Обстановка ясная, оставалось жить дальше, спокойно делать газету, собирать материал, ездить по отрядам. Не знал Славка только того, что оттеснение трубчевских отрядов на левый берег не было местной операцией врага, даже не было боевой разведкой, а было приготовлением, зачисткой, выравниванием линии перед крупно задуманным походом против партизан Брянских лесов, против южной группы емлютинских отрядов, против соединений Федорова в Новозыбковских лесах и отрядов северо-западнее Бежицы. За Новозыбковом и в Бежицких лесах уже шли бои. Но это было далеко. И в целом о замыслах врага не знали еще и в штабе, там узнают об этом много позднее. В полном неведении Славка разъезжал по отрядам, а сегодня, например, вернулся из Салтановки, где за деревней, в чистом поле, по ночам приземлялись "Дугласы", привозили боеприпасы, оружие, увозили на Большую землю раненых партизан, иногда пленных фашистов, если они представляли интерес там, в Москве. Славка провел ночь на аэродроме, видел, как зажигали сигнальные костры, вместе с другими прислушивался к ночному небу, ловил ухом возникавший во тьме и нараставший постепенно родной гул моторов, видел в ночном небе темное тело снижающегося самолета, приземление, пробежку вдоль костров и немедленное тушение этих костров, выполнивших свое назначение и теперь уже лишних и даже опасных - могут привлечь внимание пролетающего случайно врага. И главное - вздох облегчения, когда самолет приземлился, гулко коснулся колесами партизанской земли. И все бегом, обгоняя друг друга, несутся к этому дорогому гостю ночной Родины, ночной Москвы. А из дверцы уже высовываются во внушительных шлемах пилоты, сходят на землю, обнимаются, и Славка в темноте протиснулся к пилотам и тоже обнялся с ними. Все-таки сентиментальность, слабость на слезу продолжает жить в характере Славкином. Где-то он вычитал, что слаб на слезу был Максим Горький. Это утешало, хотя речь шла о пожилом Горьком, а Славка был еще молодой. А какие ребята! В шлемах, комбинезонах, все у них красиво, все подогнано, и сила идет от них особенная, а главное - с Большой земли они, и опять будут там, в эту же ночь, через несколько часов. Какие ребята! Курят, улыбаются в темноте, белыми зубами сверкают. В первую минуту, когда с ними облапишься, запахом тебя обдаст резино-бензино-самолетным... Алексей Максимович тут бы вообще ревел белугой.
Утром разбирали почту, по отрядам сортировали, Славка присутствовал при этом и сам, своими глазами, увидел солдатский треугольник на свое имя - Холопову. Почерк отца. Письмо давнее, больше двух месяцев скиталось где-то по войне. А вот из дому ничего нет. И Оля больше не пишет. Да, Ванюшка погиб. Славка как о живом вспомнил, все как-то не верилось и даже забывалось, что Вани нет, а ведь убит он уже давно.
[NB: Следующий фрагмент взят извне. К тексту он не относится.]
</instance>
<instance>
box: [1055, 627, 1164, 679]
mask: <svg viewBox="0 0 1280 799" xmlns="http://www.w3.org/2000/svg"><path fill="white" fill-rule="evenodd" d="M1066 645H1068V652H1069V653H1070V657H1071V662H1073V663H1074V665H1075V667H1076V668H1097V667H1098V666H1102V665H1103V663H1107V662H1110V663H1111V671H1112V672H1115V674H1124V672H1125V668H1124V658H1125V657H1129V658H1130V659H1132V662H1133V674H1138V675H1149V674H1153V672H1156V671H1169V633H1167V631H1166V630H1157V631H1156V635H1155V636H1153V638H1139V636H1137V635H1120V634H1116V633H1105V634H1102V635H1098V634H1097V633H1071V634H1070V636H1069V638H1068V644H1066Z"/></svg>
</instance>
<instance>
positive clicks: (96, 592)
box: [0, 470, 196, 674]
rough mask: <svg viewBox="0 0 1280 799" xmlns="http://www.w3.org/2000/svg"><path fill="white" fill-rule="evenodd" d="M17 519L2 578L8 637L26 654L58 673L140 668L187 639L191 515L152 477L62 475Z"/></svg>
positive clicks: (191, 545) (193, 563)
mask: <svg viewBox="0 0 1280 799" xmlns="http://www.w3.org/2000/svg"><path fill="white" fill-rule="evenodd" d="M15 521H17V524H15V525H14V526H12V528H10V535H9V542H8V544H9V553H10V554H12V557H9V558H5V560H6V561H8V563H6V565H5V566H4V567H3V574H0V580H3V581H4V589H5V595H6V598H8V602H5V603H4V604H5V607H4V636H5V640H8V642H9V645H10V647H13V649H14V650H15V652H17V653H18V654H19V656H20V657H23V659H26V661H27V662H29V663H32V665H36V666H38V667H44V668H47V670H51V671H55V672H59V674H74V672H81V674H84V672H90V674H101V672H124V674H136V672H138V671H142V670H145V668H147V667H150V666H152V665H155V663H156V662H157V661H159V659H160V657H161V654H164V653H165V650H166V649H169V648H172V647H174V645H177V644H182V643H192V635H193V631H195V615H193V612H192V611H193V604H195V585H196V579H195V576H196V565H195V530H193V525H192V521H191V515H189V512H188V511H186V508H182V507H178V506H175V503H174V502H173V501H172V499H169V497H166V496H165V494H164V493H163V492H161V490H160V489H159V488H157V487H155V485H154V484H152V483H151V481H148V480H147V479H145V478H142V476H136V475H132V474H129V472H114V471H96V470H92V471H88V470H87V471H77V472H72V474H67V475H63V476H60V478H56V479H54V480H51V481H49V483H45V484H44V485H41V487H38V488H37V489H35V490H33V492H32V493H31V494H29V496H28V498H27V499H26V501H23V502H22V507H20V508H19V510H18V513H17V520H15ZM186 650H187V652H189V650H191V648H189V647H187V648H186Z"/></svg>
Хотя бы одним глазком взглянуть на свой Прикумск, на дом с мамой, на Москву бы взглянуть и сразу сюда, без всяких оттяжек; взглянул бы - и назад, сюда, в лес.
Когда из Москвы разъезжались, - в школе еще жили, общежитие под госпиталем занято было, - перед отъездом в этой школе, на Кривоколенном, выпивали, прощались, так сказать. Кто-то поднялся и тост предложил - "за встречу". А ему помешал другой, толстяк был такой, мудрый, неуклюжий, Зиной звали, Зиновием. Зина сидя сказал: "Без победы не будет встречи, пьем за победу".
Конечно, немного высокопарно, по-книжному, - Зиновий вообще всегда по-книжному выражался, - но верно. Только победа сведет Славку и с Москвой, и с домом, и со всеми, кто останется в живых. Сам-то Зиновий погиб в первые дни войны. Славка этого не знает.